Further, the conventional regeneration gas completely removes water by using liquid nitrogen in a cold trap, and the regeneration gas of this embodiment uses the purified gas derived from the adsorber as it is. Therefore, the regenerated gas of this example contains a larger amount of water than before, but this regenerated gas is dehydrated by the adsorber and has a dew point of -65 ° C or lower. It can be used without any problem for the heating regeneration of.

Therefore, even if the regeneration system is configured as described above, the purified gas returning to the purification target 1 is dehydrated by the adsorber unit 8 and has a dew point of −65 ° C. or lower. The amount of tritium contained in the gas is almost the same as the conventional amount. Since the collected drain water contains a large amount of tritium water, it is stored in a predetermined facility and waits for radioactivity to decay.

[0032]

As described above, according to the present invention,
To regenerate the adsorber, which requires regeneration of the adsorber unit used in the switching system, a part of the purified gas at the adsorber outlet that processes the gas to be purified and removes water is used. Achieving a significant simplification of the regeneration system, it is possible to reduce equipment costs, installation area, operating costs, and improve operability.
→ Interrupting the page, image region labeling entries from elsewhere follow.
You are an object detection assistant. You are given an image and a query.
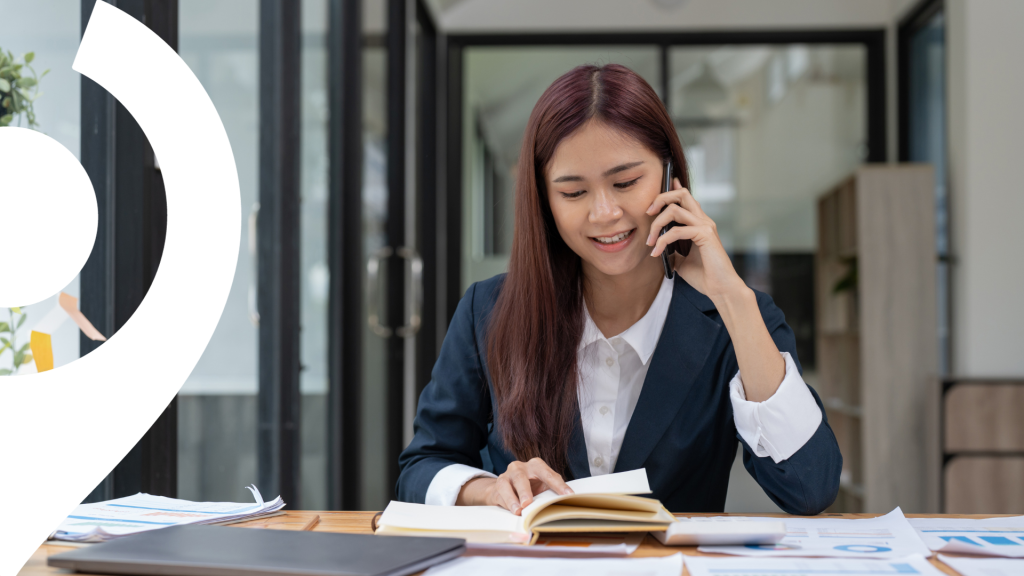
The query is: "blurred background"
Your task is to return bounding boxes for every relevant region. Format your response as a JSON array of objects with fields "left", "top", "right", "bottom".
[{"left": 0, "top": 0, "right": 1024, "bottom": 512}]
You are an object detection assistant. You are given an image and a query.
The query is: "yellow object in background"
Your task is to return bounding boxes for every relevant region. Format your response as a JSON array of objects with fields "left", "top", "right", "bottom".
[{"left": 29, "top": 330, "right": 53, "bottom": 372}]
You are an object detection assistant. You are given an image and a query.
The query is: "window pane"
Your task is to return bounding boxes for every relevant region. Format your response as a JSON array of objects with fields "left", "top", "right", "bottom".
[
  {"left": 0, "top": 0, "right": 80, "bottom": 374},
  {"left": 178, "top": 0, "right": 258, "bottom": 501},
  {"left": 670, "top": 45, "right": 867, "bottom": 366},
  {"left": 299, "top": 0, "right": 330, "bottom": 510}
]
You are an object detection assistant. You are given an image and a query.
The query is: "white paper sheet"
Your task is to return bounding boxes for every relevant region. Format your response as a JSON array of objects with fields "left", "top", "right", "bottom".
[
  {"left": 939, "top": 554, "right": 1024, "bottom": 576},
  {"left": 425, "top": 553, "right": 684, "bottom": 576},
  {"left": 466, "top": 534, "right": 647, "bottom": 558},
  {"left": 686, "top": 554, "right": 945, "bottom": 576},
  {"left": 908, "top": 516, "right": 1024, "bottom": 553},
  {"left": 522, "top": 468, "right": 650, "bottom": 518},
  {"left": 698, "top": 507, "right": 932, "bottom": 559},
  {"left": 53, "top": 487, "right": 285, "bottom": 542}
]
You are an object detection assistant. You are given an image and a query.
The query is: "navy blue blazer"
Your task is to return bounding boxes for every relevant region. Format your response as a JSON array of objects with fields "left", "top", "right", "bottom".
[{"left": 396, "top": 275, "right": 843, "bottom": 515}]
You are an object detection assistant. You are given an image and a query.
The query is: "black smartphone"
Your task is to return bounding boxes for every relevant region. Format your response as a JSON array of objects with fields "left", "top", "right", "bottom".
[{"left": 658, "top": 160, "right": 693, "bottom": 279}]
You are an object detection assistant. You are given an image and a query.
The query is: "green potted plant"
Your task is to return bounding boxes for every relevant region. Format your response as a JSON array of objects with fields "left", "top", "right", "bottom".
[
  {"left": 0, "top": 48, "right": 49, "bottom": 128},
  {"left": 0, "top": 48, "right": 49, "bottom": 376}
]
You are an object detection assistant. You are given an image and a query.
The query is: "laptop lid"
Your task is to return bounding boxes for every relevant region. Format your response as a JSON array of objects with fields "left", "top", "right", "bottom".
[{"left": 47, "top": 525, "right": 466, "bottom": 576}]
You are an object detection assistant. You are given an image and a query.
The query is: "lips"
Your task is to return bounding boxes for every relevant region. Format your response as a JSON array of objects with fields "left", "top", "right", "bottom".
[{"left": 590, "top": 229, "right": 636, "bottom": 252}]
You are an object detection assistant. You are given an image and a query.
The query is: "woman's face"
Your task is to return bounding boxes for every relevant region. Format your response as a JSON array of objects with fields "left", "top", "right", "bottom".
[{"left": 545, "top": 121, "right": 664, "bottom": 276}]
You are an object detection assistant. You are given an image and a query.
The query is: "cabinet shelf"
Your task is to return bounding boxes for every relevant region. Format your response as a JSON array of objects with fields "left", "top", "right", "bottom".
[{"left": 814, "top": 165, "right": 938, "bottom": 512}]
[Brief description of drawings]

FIG. 1 is a system diagram of a tritium removing apparatus showing an embodiment of the present invention.

FIG. 2 is a system diagram showing an example of a conventional tritium removing device.

[Explanation of symbols]

1 ... Target of purification 2 ... Compressor 3 ... Buffer tank
5 ... Heater 6 ... Reactor 7 ... Cooler 8 ... Adsorber unit
20 ... Regeneration gas supply path 21 ... Heater 22a, 22b ... Regeneration valve 30 ... Circulation path 31a, 31b ... Discharge valve 32 ... Cooler
33 ... Drain

Claims (2)

[Claims] 1. A gas to be purified containing tritium is heated after being compressed, and reacted with oxygen in a reactor to form tritiated water,
In a method for removing tritium by adsorbing and removing the tritiated water with an adsorber unit that switches and uses a plurality of adsorbers, a gas to be purified is treated to regenerate the adsorber that needs to be regenerated by adsorbing the tritium water. Using part of the purified gas derived from the adsorber outlet that is removing tritium water, and combining the exhaust gas derived from the adsorber after purifying the adsorber with the gas to be purified before compression after dehydration treatment A method for removing tritium, comprising: 2. A compressor for compressing a gas to be purified containing tritium, a reactor for reacting tritium in the gas to be purified after compression with oxygen to form tritiated water, and a plurality of adsorbers are switched and used. In a tritium removing device provided with an adsorber unit for adsorbing and removing tritium water, the purified gas outlet sides of the plurality of adsorbers are made to communicate with each other through a regenerated gas supply path having a heater, and a regenerated gas outlet of the adsorber is provided. A tritium removal device characterized in that a circulation path is provided on the side for circulating the gas after regeneration of the adsorber to a suction side of the compressor via a dehydration device for dehydrating the gas.